Um die Wahrheit zu sagen, ich halte mich nicht oft bei Einbruch der Dunkelheit an solchen Orten auf, deshalb war ich auf der Hut. Das kulturelle Umfeld, in dem ich gelandet war, hat seine Besonderheiten. Überall lagen Bierdosen herum, die Wände und Metallträger waren mit Graffiti übersät. Es roch ein wenig nach Fäkalien. Bald entdeckte ich, dass ich nicht alleine war … Der Mann hatte sein Biwak in einer der Nischen zwischen den Metallrippen aufgeschlagen. Er trug einen dichten, gescheckten Bart und war mächtig von Gestalt. Er war nicht alt, aber die Furchen auf seiner Stirn zeugten von einer ständigen gedanklichen Anstrengung, die ihn schneller hatte altern lassen.
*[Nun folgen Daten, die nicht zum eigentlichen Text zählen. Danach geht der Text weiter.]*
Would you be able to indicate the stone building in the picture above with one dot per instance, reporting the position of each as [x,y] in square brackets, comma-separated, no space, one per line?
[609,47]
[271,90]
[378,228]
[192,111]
Er saß auf einer durchgescheuerten Matratze, das eine Bein untergeschlagen, die Schultern entspannt, und ließ seinen Blick über den Fluss streifen.
– Hier wird nicht gepinkelt, hörte ich ihn mit deutlich schottischem Akzent sagen.
– Ich habe auch nicht die Absicht, hier zu pinkeln, entgegnete ich leicht gekränkt mit deutlich slawischem Akzent.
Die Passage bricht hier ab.